Still, the anti-nuclear peace movement is an affirmation of life over death. It implicitly cuts to the heart of our world, exposing the tissue of lies—the need for expertise, the awesome and unchallengeable “rationality” of the system (e.g. “the system is the solution”), the “promise” of technological progress— that comprises the support medium of the technological society. These people are crying out that their lives are too precious to be left to the experts.

It would be easy to conclude, contrary to the preceding, that the anti-nuclear movement is the captive of established political interests who have no desire to actually confront the social forces which dominate our lives. The list of trade unions, communist parties, church groups, and national governments supporting the movement’s aims is sufficient to give pause to any exaggerated optimism. But two points need to be made about this argument.

First, E.P. Thompson’s observation seems salient: a reduction of tensions in Europe, a pull-back from nuclear Armageddon, could create a political space in both Western and Eastern Europe for genuinely radical movements. The East/West conflict provides much of the legitimating glue keeping the conflicting powers intact. A relaxation of tension in Europe could explode the rationale and legitimacy of repression in Eastern Europe. This could further provide major encouragement to radical currents in East Bloc countries, who might then seek cooperative efforts with their counterparts in the West.
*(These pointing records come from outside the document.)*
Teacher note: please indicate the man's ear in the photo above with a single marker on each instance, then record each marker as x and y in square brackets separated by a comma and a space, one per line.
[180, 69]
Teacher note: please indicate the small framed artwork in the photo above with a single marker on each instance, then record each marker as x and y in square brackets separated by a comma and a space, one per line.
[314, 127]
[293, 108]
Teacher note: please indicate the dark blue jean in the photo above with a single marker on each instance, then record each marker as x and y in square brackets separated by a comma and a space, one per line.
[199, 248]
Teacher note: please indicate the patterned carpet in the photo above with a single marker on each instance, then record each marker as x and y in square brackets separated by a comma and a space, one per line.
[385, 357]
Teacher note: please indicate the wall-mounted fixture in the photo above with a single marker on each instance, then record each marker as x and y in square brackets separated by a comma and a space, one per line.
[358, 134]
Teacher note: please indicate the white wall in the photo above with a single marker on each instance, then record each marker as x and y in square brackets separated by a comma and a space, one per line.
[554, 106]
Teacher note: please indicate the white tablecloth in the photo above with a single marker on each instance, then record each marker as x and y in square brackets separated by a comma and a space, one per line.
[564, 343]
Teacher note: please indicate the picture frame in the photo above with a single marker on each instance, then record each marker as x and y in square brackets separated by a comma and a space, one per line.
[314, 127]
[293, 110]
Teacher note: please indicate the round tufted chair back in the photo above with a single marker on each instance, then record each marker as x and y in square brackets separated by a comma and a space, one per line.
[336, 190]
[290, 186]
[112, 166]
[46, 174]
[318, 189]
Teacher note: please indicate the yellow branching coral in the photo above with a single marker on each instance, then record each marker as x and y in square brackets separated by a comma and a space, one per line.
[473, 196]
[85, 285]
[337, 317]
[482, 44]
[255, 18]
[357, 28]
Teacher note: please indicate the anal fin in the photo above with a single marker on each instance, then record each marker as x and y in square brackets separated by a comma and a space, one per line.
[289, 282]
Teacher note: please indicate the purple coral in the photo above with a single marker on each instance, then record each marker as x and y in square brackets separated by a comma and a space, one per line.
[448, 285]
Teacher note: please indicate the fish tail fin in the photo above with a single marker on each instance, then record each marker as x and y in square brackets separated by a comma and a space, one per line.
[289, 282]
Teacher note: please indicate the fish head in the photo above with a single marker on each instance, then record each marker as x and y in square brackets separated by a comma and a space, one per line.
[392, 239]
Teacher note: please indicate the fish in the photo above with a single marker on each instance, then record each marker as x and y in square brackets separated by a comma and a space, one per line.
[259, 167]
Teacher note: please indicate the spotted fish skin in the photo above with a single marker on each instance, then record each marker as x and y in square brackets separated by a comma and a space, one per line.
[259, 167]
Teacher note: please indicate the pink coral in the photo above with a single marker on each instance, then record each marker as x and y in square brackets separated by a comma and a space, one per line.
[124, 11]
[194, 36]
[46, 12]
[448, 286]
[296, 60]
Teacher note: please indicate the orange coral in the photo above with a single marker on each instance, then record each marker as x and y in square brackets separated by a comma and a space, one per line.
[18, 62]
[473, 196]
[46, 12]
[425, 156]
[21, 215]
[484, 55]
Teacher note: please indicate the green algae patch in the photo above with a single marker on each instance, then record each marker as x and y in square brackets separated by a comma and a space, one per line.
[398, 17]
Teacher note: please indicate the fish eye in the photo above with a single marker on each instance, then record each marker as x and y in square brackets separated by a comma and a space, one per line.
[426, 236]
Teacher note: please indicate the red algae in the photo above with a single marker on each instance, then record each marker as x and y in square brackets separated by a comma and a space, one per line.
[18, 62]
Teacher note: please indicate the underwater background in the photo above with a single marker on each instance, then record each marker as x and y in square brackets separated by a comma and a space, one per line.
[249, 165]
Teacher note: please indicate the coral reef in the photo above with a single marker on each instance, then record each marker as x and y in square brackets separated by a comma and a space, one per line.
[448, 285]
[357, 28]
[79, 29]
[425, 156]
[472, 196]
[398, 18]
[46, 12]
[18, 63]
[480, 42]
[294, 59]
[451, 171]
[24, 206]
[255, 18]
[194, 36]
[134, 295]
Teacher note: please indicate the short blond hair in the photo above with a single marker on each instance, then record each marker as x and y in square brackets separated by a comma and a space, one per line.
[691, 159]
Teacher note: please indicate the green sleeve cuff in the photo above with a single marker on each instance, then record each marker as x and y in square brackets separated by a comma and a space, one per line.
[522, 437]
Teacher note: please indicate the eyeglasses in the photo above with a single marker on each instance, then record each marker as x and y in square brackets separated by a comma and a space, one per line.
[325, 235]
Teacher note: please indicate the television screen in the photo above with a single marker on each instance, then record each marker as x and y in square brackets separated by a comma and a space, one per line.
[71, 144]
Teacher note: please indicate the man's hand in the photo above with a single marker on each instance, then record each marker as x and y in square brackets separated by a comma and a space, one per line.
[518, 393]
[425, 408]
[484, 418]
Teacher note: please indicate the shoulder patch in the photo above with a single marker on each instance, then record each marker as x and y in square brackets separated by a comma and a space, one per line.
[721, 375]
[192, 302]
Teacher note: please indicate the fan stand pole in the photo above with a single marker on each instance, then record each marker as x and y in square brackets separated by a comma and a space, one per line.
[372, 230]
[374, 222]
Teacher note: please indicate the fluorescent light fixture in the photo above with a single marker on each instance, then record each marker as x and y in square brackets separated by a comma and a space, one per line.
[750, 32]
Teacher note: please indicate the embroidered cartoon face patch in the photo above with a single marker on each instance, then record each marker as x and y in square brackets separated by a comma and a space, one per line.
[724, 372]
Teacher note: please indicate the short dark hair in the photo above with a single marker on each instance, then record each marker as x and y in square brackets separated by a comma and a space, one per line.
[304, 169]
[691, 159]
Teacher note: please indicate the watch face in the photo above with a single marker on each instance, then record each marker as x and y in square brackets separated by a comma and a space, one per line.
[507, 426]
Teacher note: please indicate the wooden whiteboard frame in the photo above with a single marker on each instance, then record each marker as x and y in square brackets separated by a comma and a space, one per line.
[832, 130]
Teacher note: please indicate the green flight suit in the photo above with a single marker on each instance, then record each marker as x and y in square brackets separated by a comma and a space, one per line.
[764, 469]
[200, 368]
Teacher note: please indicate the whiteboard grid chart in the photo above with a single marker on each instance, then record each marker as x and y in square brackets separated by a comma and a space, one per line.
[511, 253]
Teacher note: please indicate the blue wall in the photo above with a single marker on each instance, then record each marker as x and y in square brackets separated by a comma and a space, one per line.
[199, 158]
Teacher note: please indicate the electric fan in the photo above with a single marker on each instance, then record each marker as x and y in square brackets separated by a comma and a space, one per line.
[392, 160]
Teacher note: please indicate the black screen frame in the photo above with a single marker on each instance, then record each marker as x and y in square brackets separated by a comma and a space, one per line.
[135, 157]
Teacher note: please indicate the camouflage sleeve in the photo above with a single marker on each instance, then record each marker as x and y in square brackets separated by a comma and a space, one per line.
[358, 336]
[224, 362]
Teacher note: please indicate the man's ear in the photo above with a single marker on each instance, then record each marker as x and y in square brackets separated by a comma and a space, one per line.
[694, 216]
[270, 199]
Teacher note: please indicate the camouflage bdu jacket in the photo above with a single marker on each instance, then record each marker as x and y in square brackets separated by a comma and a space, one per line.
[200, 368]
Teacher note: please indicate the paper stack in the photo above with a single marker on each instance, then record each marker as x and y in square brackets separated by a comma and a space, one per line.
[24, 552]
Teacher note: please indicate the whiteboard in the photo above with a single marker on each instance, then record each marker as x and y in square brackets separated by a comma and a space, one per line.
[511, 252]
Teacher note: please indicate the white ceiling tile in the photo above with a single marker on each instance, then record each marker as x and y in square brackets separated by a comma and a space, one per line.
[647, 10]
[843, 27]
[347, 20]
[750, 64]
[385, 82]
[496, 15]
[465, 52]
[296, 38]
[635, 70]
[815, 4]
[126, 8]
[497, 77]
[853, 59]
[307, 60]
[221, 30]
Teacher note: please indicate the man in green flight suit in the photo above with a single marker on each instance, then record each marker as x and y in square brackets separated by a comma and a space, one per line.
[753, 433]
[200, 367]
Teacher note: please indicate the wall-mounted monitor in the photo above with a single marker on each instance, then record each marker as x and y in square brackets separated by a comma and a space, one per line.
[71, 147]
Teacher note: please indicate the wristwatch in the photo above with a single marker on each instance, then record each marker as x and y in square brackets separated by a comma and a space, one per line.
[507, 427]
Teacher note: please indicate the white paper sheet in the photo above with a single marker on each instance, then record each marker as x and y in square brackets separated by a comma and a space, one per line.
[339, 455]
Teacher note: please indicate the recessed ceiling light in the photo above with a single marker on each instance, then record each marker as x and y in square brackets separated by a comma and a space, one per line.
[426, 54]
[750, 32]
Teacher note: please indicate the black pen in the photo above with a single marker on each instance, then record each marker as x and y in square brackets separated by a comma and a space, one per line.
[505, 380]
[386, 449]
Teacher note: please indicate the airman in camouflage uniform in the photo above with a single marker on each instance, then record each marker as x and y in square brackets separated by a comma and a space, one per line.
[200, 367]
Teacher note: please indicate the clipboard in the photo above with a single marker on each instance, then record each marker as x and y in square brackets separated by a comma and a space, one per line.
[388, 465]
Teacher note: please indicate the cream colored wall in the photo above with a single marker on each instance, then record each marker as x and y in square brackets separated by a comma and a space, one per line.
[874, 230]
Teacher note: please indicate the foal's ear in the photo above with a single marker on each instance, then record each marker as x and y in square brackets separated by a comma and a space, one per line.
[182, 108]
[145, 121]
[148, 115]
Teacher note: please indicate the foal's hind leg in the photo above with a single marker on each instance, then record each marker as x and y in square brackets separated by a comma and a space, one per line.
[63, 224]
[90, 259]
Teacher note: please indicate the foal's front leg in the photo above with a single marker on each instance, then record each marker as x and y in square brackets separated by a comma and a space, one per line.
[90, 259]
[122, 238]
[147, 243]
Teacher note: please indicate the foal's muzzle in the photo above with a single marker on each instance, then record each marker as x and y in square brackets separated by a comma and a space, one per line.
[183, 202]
Second, the movement Is so large that it is doubtful the political leaders can maintain a sure grip on it. Like the anti-war movements of the ’60s, its sheer size and great variety of participants militates against its control by politicians.

Our brief visit to the nuclear war convocation at Wayne State was a sobering experience which nevertheless proved of value as a contrast to what is probably the nature of the movement in Europe. Controlled from start to finish by university bureaucrats and professional peace groups, this convocation was intended to encourage passivity. The South End quoted invited speaker Rear Admiral Eugene J. Carroll Jr. as saying: “I am not a great proponent of demonstrations, even if it-is on a subject that’s this important. We have to rely on our elected representatives to get the job done.” The “experts” spoke unchallenged, and our feeble protests were met by the admonishments of one of the organizers who said: “People are here to listen and learn, not disrupt”

Undoubtedly, the passivity promoted at the convocation was due to its origins among the human wreckage of the professional organizers. It is no less certain that, in the event of a truly massive anti-nuclear movement, these people would be swept aside in a moment.

Likewise, the European movement seems at least in part comprised of “uncontrollables” who are thumbing their noses at the goals of the politicians. The apparent fact that the anti-nuclear movement dovetails with rioting, squatting, and other such wholesome activities lends force to this impression. The “alienated youth” behind these actions are proving that subversion is not dead, that in the midst of a moribund society new life is stirring. In their spontaneous and incandescent activities, in their refusal of a world poised on the brink of annihilation, reside our best hopes for the future, for any future at all.